30th April 2011
No rest for the boy at home
There's somethin' about spring and fine weather that turns Mothers into dirt spotters and cleanin' machinesI was enjoyin' a leisurely few days in the week leadin' up to Easter, however, the Mother soon put an end to my idleness. Since the weather improved she has been snortin' and splutterin' about the dirt of the place and when she saw me with time on my hands drew up a list of jobs that included gardenin', paintin', washin windows and the like.
She ordered me to begin at the front of the house but 'twas impossible to get anything done; everyone and anyone going by the gate stopped to give me a slaggin', to offer advice or just to kill time.

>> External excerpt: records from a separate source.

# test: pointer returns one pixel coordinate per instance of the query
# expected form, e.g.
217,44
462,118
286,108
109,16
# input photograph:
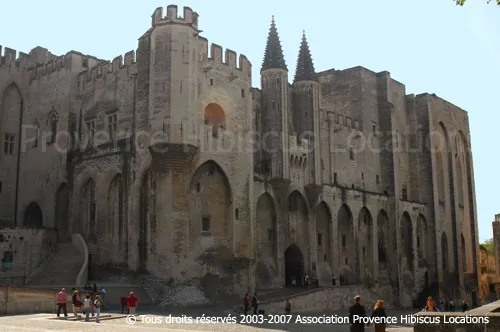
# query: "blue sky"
429,45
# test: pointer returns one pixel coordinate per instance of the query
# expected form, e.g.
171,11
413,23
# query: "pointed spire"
305,67
273,56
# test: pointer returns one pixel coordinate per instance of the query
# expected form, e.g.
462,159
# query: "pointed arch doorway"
294,266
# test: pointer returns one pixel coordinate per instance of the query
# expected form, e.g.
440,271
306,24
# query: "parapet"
10,57
42,69
298,145
172,17
242,69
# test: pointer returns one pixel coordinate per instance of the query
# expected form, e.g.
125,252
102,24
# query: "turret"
170,53
274,83
306,115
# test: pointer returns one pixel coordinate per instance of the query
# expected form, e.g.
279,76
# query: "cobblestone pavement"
119,323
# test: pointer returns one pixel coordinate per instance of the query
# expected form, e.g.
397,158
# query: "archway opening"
266,234
365,241
215,117
88,212
210,203
347,250
382,239
422,242
144,212
323,236
294,266
407,240
33,216
114,228
298,219
445,265
464,254
62,213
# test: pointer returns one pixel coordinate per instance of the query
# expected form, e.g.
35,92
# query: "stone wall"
30,249
17,301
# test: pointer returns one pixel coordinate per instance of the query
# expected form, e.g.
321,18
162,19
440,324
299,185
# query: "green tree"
462,2
488,246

The Mother wasn't a happy camper. Whenever she came out to review progress I was either sittin' on the wall talkin' to someone or leanin' in the window of a car with my arse in the air; not a weed was gettin' pulled nor a window washed. She decided there was nothin' for it but to ride shotgun on me so she joined in my efforts and nearly killed me. She was like an overseer in the cotton fields of Mississippi; every time I lifted my head or looked around she'd give a sort of a cough that was as effective as the low growl of a cross dog.
Whenever anyone came along and showed any signs of settlin' down for a chat they got the message to move along fairly lively;
"Hello, Maurice, how're things? You're doin' a bit I see."
Before I could answer the Mother would butt in; "He's fine, he's busy and he hasn't time to talk to you. Goodbye now and a happy Easter." She'd glare at them in a way they knew she meant business and they'd look at me with eyes full of pity; you could almost hear them say; "ya poor auld gobshite, she has you beaten into a fool."
I suppose they're right, maybe I do let her walk all over me, but then on the other hand, if I had to pay a mortgage or pay rent I'd be in bad straits. Indeed if I had to buy my own dinner every day the council allowance wouldn't be enough to keep me in the style I've become accustomed to, I'd be half hungry. Maybe that isn't any bad thing, given the size of me.
Anyway, after two days of weedin', scrapin' and washin' I was itchin' for road; there's only so much potterin' a fella can do especially with a vigilant overseer sittin' on his shoulder. I woke on Thursday mornin' determined to make my escape. Before I got out of the scratcher I texted my FF councillor friend, Peter Treacy and asked him to phone me at about nine o'clock and let on I was needed for an important meetin' at County Hall.
When Peter called at about quarter to nine I was on my way down the stairs. I had a very loud telephone conversation with him, all for the benefit of the Mother.
"Yes Peter, oh yes, oh indeed, indeed that is important. ........of course, Peter, true for you.....we've been waitin' for a meetin' with that fella for months, now...... Good man yourself, I'm delighted... oh there's no point in waitin,' we might as well strike while the iron is hot....., Yes, yes, that'll suit me fine, eleven o clock at County Hall... I'll be there with the help of God and my Mother, haw, haw haw..... good luck Peter, see you later."
I went into the kitchen expectin' I'd have no explainin' to do as the Mother would have heard every word I said to Peter. The kitchen was empty and there was a note on the table that read;
"Gone to Kilkenny for Kit and Beeb, they're coming for Easter. You are to finish cleaning windows, Mick Gleeson is delivering paint for front door at 11. Scrub door and put on one coat of undercoat. The meat is in the cooker, turn on the oven at 170 degrees at 12 o clock. Put the spuds on at 1 o clock. Lay the table and I'll be home for the dinner with the girls at 1.30. No lazing about.
That put an end to my plans. I ate the breakfast, put on my workin clothes and went out the front where I was greeted by a sign that warned the public not to interfere with the workman. Maybe I should do a runner? It's a bit late for that now.